The clinical laboratory data for each of the 7 patients identified in this retrospective study are shown in Table 1. It is apparent that hypokalemia was prevalent, and sometimes marked, in these patients. The individual baseline PA, PRA, and PA/PRA ratios before and after CAPT for these patients are shown in Table 2. The PA/PRA ratio of patient 16 was 99 (CUR 46), and the baseline PA was 0.38 nmol/L. The PA/PRA ratios in the other 6 patients were less than 65, including 3 who were 54 (CUR 25) or less. All would be considered to have a negative or questionable screening test for primary aldosteronism depending on the cutoff employed for the PA/PRA ratio.
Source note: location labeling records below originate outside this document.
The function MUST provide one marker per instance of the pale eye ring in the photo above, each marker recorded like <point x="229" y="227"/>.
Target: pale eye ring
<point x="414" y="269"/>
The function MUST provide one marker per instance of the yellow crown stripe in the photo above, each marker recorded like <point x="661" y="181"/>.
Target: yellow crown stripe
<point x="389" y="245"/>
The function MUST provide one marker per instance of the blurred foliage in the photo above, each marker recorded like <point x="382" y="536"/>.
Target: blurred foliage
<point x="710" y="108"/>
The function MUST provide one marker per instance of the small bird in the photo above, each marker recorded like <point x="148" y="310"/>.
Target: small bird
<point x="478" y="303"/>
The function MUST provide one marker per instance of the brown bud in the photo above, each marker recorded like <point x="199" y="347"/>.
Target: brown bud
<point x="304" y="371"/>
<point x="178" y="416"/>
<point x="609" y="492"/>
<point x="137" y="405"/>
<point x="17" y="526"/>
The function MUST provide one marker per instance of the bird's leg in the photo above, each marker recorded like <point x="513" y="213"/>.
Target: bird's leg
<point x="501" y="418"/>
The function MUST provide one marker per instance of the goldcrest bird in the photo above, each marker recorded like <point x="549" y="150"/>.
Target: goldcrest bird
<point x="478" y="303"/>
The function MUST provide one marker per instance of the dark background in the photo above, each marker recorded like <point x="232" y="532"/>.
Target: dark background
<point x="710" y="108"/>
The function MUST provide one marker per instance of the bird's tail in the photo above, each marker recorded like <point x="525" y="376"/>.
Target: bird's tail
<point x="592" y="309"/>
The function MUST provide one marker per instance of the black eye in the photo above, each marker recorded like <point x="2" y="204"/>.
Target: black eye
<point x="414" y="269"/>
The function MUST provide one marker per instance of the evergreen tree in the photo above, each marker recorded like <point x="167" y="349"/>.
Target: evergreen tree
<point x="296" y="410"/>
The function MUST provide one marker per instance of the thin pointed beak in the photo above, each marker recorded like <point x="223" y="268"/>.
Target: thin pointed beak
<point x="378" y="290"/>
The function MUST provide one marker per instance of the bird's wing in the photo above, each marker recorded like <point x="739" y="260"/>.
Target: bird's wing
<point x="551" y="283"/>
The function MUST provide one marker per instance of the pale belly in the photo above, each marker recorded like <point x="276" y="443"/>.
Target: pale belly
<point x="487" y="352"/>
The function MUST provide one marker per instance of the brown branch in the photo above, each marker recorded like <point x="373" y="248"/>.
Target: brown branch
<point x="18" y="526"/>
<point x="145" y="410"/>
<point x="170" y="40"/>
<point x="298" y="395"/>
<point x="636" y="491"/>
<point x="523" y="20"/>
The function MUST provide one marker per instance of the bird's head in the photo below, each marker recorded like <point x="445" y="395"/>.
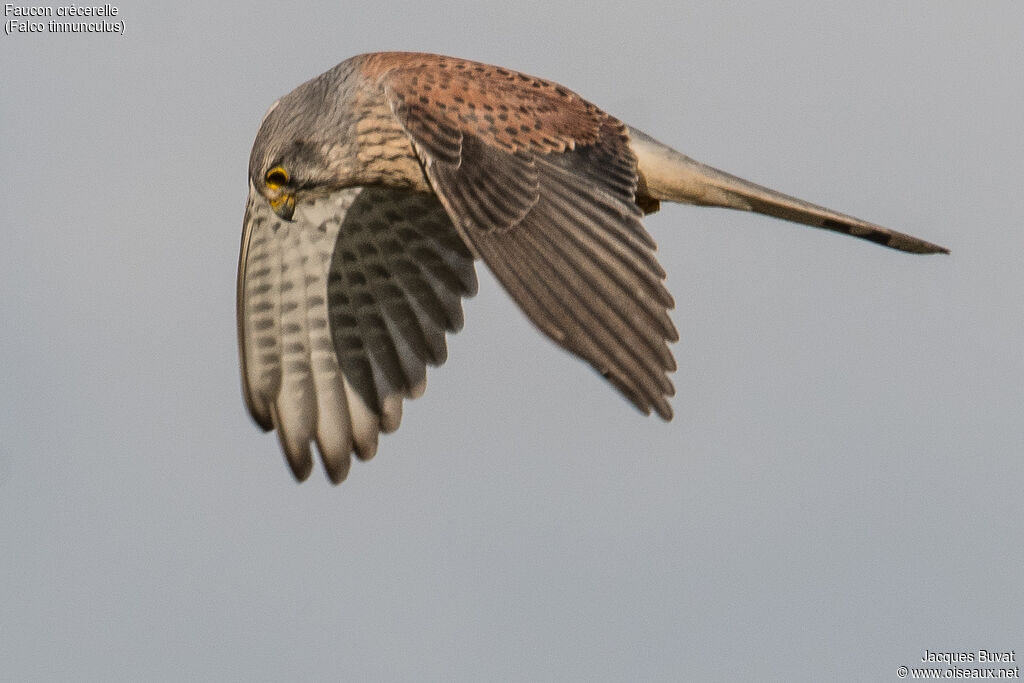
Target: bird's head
<point x="288" y="165"/>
We have chosen the 65 ratio as a cutoff value as recommended by Weinberger et al5 because this represents a relatively conservative value that is used by a number of other investigators. Each patient was subsequently identified as having primary aldosteronism based on a positive 2-hour CAPT PA/PRA ratio >26 and a post-captopril plasma aldosterone concentration >0.33 nmol/L. These data are shown in Table 2 and in Figure 1. Patient 16, with an elevated PA/PRA ratio suggesting a diagnosis of primary aldosteronism, had a normal post-captopril study and subsequent confirmation by a negative saline infusion test. It was determined that his mild intermittent hypokalemia was associated with concomitant diuretic administration. He therefore had an established diagnosis of essential hypertension. Five of the other 6 patients had a saline infusion test that was confirmatory of the diagnosis of primary aldosteronism (Table 3). The other patients had a combination of diagnostic studies (Table 4) leading to a definitive diagnosis of either an APA or IAH.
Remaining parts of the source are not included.